# no email notification, no sound/beep in outlook when new message arrive



## comonforall (Jan 28, 2011)

There is no email notification for my outlook. I checked settings which looks perfect but no email notification. 

There is "play a sound" is ticked in Tools >> Options >> Preference >> Email Options >> Advanced Options >> Play a sound...
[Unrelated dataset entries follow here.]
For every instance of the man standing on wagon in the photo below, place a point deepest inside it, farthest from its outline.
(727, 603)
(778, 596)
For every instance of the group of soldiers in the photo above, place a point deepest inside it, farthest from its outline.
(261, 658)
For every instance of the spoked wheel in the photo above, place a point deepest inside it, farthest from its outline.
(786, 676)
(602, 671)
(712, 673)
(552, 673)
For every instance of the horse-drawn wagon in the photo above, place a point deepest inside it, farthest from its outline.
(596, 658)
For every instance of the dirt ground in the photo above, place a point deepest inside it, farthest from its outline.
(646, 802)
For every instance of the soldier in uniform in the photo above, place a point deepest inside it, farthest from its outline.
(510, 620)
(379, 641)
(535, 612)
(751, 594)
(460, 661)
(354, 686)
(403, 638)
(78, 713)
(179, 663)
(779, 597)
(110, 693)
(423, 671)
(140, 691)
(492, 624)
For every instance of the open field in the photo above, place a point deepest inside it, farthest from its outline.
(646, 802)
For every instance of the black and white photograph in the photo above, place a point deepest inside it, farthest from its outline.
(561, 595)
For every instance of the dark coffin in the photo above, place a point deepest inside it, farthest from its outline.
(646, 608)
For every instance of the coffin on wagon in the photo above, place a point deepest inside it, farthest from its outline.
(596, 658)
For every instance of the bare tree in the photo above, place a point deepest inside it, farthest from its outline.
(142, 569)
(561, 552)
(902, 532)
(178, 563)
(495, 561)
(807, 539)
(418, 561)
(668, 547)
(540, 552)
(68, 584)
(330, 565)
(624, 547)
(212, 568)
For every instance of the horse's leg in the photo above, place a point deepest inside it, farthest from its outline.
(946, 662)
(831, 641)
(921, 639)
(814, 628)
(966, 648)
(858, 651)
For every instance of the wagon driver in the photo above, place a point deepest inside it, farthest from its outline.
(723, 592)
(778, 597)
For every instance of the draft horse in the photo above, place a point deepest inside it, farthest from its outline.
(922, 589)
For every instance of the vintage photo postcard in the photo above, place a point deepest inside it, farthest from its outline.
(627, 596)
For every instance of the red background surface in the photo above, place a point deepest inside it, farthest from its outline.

But no sound or indication. Could you please tell me how to fix it? I used to receive such notification or Beep before but not now.


----------



## pip22 (Aug 22, 2004)

There's also a setting in Windows Sounds you need to check:

_Control Panel > Sound > Sounds_ (tab)

Scroll down to _New Mail Notification_ and highlight it.
Make sure there is a sound file assigned to it in the bottom box 
(eg _Windows Notify.wav_)

If it says "None", that's why you are not getting sound notification for new messages.


----------



## OnTheRoad69 (Jun 14, 2009)

I have a similar problem using Win7 64 bit. I get sound notification if I use LiveMail but not with Outlook 2010. I have checked in the Options/Mail/Message Arrival area and all options are checked. I have checked the Control Panel Sounds and all the the appropriate areas are checked Sound/Sounds/New Mail Notification. My speakers are on (and as I said, I get sound with mail using LiveMail). I'm at a loss.


----------